In late 2008, I attended a diplomatic dinner at the State Department to launch then Secretary of State Condoleezza Rice’s pride and joy – yet another Israeli-Palestinian “peace initiative” that everyone knew had not the slightest chance of getting anywhere.

Every veteran US, Arab, European and Israeli diplomat who attended the dinner recognized this. Yet all of them politely pretended to be impressed and enthusiastic while Rice, who clearly believed every absurd word she uttered, gave her presentation. In her childish enthusiasm she seemed to be more like a teenage cheerleader at American college football games. She had not the slightest doubt that she would succeed in a few weeks where generations and even centuries of diplomats and leaders from all over the world had failed. How American!

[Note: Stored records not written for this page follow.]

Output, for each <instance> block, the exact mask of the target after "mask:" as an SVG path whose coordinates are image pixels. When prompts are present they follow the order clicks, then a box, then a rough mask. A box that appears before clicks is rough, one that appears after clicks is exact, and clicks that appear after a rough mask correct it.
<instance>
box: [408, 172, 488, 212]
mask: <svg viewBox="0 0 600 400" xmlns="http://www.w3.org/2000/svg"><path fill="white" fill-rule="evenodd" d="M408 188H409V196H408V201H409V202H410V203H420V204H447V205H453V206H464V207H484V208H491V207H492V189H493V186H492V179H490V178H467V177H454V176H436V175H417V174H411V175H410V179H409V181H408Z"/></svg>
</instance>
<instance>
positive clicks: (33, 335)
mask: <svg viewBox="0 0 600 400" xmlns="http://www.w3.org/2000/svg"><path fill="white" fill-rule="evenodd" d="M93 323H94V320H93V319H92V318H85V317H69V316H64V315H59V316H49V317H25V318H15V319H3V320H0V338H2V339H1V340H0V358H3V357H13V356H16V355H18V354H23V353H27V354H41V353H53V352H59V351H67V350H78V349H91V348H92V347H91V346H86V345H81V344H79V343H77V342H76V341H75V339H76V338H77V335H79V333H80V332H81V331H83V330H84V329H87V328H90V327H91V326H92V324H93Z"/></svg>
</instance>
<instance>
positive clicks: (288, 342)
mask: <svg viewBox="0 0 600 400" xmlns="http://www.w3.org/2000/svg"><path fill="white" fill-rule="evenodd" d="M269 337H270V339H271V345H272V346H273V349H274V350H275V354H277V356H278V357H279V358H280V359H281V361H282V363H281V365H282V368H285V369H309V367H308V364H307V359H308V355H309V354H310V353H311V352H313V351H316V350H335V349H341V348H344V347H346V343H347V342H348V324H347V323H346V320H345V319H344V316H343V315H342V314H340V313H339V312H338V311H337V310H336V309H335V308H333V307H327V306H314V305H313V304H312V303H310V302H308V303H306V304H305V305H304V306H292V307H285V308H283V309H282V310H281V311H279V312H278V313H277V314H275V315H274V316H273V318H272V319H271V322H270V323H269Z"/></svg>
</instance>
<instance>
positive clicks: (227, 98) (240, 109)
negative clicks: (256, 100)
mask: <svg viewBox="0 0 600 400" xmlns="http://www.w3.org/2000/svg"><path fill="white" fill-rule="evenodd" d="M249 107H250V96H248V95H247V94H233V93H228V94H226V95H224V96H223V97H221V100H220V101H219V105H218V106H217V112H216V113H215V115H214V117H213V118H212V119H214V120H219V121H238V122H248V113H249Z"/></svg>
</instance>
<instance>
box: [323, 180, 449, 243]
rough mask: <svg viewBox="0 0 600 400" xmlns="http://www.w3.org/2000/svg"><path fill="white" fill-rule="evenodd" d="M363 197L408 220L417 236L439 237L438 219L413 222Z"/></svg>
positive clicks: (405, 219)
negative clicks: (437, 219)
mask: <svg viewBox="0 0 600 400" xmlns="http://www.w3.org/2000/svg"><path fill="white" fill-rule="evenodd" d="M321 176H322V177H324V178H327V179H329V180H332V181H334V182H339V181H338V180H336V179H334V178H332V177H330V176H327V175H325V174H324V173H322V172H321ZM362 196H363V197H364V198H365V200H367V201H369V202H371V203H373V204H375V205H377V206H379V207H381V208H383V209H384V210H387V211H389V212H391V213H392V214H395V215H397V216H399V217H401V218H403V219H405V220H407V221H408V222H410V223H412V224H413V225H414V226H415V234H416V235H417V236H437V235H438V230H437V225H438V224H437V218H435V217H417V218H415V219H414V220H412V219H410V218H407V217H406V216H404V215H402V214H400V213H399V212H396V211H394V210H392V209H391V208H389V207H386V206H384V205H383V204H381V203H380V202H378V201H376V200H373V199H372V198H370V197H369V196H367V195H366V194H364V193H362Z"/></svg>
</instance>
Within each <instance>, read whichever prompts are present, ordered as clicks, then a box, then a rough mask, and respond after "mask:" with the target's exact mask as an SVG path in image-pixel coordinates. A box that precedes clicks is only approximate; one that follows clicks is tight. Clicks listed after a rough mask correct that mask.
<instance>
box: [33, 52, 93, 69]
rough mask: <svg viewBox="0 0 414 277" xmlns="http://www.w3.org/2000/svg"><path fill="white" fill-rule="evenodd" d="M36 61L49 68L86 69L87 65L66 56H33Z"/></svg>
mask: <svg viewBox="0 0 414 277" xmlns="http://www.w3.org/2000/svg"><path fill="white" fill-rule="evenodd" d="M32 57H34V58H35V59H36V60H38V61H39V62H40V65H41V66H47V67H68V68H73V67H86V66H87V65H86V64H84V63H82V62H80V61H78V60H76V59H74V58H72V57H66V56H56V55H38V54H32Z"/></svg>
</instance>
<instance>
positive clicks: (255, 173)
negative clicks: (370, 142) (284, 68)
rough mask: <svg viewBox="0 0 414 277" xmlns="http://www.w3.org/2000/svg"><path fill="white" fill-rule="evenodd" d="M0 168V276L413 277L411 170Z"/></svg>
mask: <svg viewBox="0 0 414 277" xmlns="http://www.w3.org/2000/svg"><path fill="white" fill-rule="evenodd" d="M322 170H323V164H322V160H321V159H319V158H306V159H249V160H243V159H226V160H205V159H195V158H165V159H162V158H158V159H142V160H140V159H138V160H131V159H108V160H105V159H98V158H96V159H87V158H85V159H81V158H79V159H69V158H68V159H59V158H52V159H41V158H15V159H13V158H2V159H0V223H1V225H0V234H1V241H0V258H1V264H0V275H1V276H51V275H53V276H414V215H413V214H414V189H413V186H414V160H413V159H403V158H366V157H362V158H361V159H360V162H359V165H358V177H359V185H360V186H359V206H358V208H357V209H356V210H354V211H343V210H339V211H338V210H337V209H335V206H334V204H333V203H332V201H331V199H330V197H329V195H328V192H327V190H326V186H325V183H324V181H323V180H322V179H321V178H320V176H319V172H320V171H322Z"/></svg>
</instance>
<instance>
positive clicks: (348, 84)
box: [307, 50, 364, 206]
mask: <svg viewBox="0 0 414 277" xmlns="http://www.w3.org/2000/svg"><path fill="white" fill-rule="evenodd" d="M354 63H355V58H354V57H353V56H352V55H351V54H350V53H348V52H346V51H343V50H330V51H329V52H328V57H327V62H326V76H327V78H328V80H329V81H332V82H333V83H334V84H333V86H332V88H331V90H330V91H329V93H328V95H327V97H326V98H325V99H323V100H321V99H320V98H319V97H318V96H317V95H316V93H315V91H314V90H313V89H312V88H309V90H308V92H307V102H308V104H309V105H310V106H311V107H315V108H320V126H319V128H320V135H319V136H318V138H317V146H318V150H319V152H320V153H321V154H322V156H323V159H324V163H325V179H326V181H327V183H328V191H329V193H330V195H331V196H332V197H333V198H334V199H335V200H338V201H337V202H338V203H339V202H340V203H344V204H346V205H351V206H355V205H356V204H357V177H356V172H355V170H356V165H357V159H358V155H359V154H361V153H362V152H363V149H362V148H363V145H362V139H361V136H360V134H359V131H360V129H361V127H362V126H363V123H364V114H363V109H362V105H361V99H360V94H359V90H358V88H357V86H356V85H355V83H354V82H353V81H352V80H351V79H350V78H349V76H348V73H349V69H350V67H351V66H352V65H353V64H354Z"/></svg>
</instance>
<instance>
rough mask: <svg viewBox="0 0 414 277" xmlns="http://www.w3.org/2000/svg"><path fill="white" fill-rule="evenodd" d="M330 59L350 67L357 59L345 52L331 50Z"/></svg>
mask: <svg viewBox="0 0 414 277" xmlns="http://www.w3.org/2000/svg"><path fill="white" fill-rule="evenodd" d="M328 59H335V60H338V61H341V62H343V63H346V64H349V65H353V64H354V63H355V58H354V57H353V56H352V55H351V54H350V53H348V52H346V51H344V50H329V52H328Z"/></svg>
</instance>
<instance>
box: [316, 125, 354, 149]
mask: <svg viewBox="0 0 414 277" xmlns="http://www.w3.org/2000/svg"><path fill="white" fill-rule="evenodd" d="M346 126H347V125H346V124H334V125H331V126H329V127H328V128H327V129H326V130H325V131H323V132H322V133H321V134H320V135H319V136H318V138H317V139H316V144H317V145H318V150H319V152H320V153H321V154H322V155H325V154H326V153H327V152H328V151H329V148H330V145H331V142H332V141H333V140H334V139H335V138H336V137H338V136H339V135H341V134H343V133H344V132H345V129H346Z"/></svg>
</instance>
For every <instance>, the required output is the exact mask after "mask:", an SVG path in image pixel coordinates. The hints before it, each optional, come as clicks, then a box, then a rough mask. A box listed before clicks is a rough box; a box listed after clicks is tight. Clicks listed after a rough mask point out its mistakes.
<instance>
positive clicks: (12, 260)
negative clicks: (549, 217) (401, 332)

Barack Obama was cut from the same mold. He was farcically offered – and typically accepted – the Nobel Peace Prize after only one year in office and just compounded the damage.

Obama casually approved the destabilization and destruction of Ukraine, the collapse of US-Russia superpower relations to levels unimagined since the Cuban Missile Crisis and the destruction of Libya, Syria and Yemen. He even blithely approved an unprecedented $1.5 trillion nuclear weapons expansion program guaranteeing a ruinous arms race for decades to come. Yet he really believed he was a great force for peace. The bubble of his vanity and complacent self-regard was as impenetrable as Woodrow Wilson’s.

Many outstanding studies have been published about Wilson’s absurd vanities, ignorance and madness at Versailles in 1919 from the writings of British diplomat Sir Harold Nicolson (Peacemaking 1919) and the great Cambridge economist John Maynard Keynes in The Economic Consequences of the Peace to Canadian historian Margaret MacMillan’s magisterial Paris 1919 and Gene Smith’s short and haunting masterpiece When the Cheering Stopped.

The bottom line is clear: Wilson did what he did not just because he was vain, ignorant and raving mad (He was also an ugly anti-black racist who re-segregated as much of the US federal government as he could): He did so because he was American.

Wilson created an independent Polish state in the heart of Europe and then gave it a free hand to conquer every neighboring nationality in sight: Just as George W. Bush embraced the Kurds and set off decades of unresolved wars across the Middle East ever since.

Yet successive generations of Americans never learn. And nor do the endless parade of their would be “friends” and “partners” like the Lithuanians, Latvians, Estonians, Georgians and now Ukrainian neo-Nazis who eagerly embrace mantras of “liberty!” and free markets!” mindless of how soon their American protectors will tire of their new toys and throw them aside.

After World War II, another US president who admired Wilson launched the United States on its path of endless wars and global confrontations. Yet Harry S. Truman also recognized the awful absurdities and dangers of Wilson’s madness.

So it was Truman, a humble Midwesterner who plowed fields behind a stinking mule until he was almost 30 and who never enjoyed the “blessings” of American higher education who said, “There is nothing new in the world except for the history you don’t already know.”